In Yaekahngai geht Nika Kupyrova von alternativen Realitäten aus, wie man sie etwa von Computerspielen kennt, wobei der Bildschirm als Portal für Geisterwelten, Astralreisen und Zeitsprünge dient. Es handelt sich dabei um digital generierte Umgebungen, die nicht nur in der in ihnen erzählten Zeit oder im Zeitraum ihrer Benutzung, sondern auch an bestimmten Orten stattfinden – hypothetische Orte, zu denen User*innen nur dann uneingeschränkt Zugang bekommen, wenn sie das richtige Tor finden und die passenden Werkzeuge haben und wenn sie in Besitz des Passworts und somit des digitalen Schlüssels zum Tor sind. Zentral in der von der Künstlerin entworfenen Ausstellung sind unzählige Pilze, deren vielfältige Erscheinungsformen sie mit den algorithmischen Methoden der digitalen Weltkonstruktion – durch systematische Wiederholung und Variation ein und derselben Form – erzeugt hat. Die in Yaekahngai nicht aus Pixel, sondern aus Gips und Farbpigment bestehenden Skulpturen bevölkern den Ausstellungsraum geradezu und verwandeln den Besuch in einen Parcours, der das Potenzial hat, in eine andere Welt zu führen.
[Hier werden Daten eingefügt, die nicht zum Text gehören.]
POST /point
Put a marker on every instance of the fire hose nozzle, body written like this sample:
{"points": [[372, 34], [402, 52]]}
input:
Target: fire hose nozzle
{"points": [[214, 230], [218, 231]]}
Mit ihrer Installation setzt die Künstlerin aber nicht nur bei den fiktiven Geschichten an, die in Computerspielen erzählt werden, sie befragt darüber hinaus auch den Lakeside Science & Technology Park als Ort auf die technologischen, sozialen und nicht zuletzt gesellschaftlichen Zukunftsvorstellungen, die in seinem Zusammenhang entworfen werden.
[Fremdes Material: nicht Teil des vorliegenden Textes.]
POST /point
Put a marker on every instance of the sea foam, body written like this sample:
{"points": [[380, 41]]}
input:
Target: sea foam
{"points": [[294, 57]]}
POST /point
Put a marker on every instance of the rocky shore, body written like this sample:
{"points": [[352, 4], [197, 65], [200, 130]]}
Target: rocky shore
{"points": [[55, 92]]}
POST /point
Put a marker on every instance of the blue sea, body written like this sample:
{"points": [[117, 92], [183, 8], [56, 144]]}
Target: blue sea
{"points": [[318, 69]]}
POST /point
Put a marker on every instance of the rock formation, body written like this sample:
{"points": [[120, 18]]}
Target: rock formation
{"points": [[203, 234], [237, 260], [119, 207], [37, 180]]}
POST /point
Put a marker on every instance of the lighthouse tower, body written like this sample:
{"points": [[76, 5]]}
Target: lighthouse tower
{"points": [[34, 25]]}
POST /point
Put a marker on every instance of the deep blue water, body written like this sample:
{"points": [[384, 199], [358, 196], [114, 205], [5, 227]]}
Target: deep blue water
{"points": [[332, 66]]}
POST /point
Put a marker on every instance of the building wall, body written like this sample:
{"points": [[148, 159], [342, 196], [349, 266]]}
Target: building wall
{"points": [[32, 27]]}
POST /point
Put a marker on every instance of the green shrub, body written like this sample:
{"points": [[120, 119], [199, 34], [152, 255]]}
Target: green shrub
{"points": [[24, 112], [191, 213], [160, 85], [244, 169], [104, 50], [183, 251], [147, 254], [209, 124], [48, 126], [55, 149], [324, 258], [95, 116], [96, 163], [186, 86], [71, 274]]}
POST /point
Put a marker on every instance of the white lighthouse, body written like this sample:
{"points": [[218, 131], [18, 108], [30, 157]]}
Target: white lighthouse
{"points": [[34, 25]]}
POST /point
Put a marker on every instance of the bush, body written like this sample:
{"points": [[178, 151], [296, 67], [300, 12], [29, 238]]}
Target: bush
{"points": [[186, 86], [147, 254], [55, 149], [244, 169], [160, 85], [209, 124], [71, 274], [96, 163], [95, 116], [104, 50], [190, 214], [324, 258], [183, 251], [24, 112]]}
„Pilze sind wie ein Netzwerk“, so Nika Kupyrova über die ursprünglich sechs von ihr handgefertigten Objektvorlagen, die in unterschiedlichen Rot-, Gelb- und Blautönen marmoriert sind und die sie zu mehr als 100 Pilzvarianten kombiniert hat. „Pilze verhalten sich wie ein unterirdisches System, das den Betrachter*innen so lange verborgen bleibt, bis sich einzelne Ausstülpungen im Wald und auf der Wiese und nun auch im Ausstellungsraum des Lakeside Parks manifestieren.“ Um eine organische Umgebung digital glaubwürdig zu simulieren, ist es viel zu zeit- und kostenaufwendig, jedes Objekt, jeden Grashalm, jede Blume, jeden Strauch und jeden einzelnen Baum als digitales Unikat anzufertigen. Digitale Landschaften werden zwar durch eine große Menge identischer Objekte erzielt, einzelne Elemente dieser Objekte werden jedoch variiert und täuschen auf dieser Weise das menschliche Auge mit Vielfalt und Abwechslung. Diese Vorgehensweise übersetzt Nika Kupyrova in ihre analoge Varianten.
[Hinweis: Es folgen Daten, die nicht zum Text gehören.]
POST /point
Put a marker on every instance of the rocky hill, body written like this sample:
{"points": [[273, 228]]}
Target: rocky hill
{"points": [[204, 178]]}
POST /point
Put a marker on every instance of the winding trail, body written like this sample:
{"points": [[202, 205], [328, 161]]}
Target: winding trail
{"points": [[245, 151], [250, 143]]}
Mit Yaekahngai bezieht sich Nika Kupyrova auch auf Stonehenge. Sie geht dabei auf populärkulturelle Vorstellungen von diesem Areal im Süden Großbritanniens als Austragungsort druidischer, psychedelischer Riten ein. Die Künstlerin präsentiert diesen realen Ort als Portal, als einen Ort des Übergangs zwischen den Zeitaltern, in dem die Jungsteinzeit in eins fällt mit den 1960er-Jahren und dem aktuell wieder verstärkten Interesse an psychoaktiven Substanzen wie sie auch in Pilzen enthalten sein können. „Eine weitere Erscheinung, die sich der Sprache einer alternativen, parallelen oder anderen Welt bedient, um eine Erfahrung und nicht einen Ort zu beschreiben, ist die psychedelische Ära,“ so die Künstlerin. „Sie hat die Anfänge der digitalen Kunst stark beeinflusst – und ein Großteil der Grafiksoftware dieser Zeit ermöglichte eine scheinbar direkte Übertragung der psychedelischen Bilder auf den Bildschirm und markierte den Beginn ihrer ästhetischen Verwandtschaft.“ Ausgehend von gefundenen Stonehenge-Fotografien finden sich in der Ausstellung Yaekahngai Skulpturen, die den Eindruck erwecken, sie seien im eigenen Entstehungsprozess stehen geblieben: Die zweidimensionalen Fotografien der Kultstätte finden über den Weg der Zeichnung ins Dreidimensionale, wo sie aus Holz und Stahlrahmen noch einmal flacher erscheinen als in ihrem zweidimensionalen Ursprung. Wie Portale im Raum positioniert, zeugen sie stumm von den Erzählungen und Theorien, die sich um sie ranken, und verleiten die Betrachter*innen dazu, sich buchstäblich wie sprichwörtlich von unterschiedlichen Seiten mit ihnen auseinanderzusetzen. In ihrer künstlerischen Praxis übersetzt Nika Kupyrova häufig das Digitale ins Analoge und umgekehrt. Sie interessiere sich dabei für die Unzulänglichkeiten der Übersetzung an sich, die den dahinterliegenden Prozess erst sichtbar machen.

Nika Kupyrova (* 1985 in der Ukraine) lebt und arbeitet in Wien und Prag.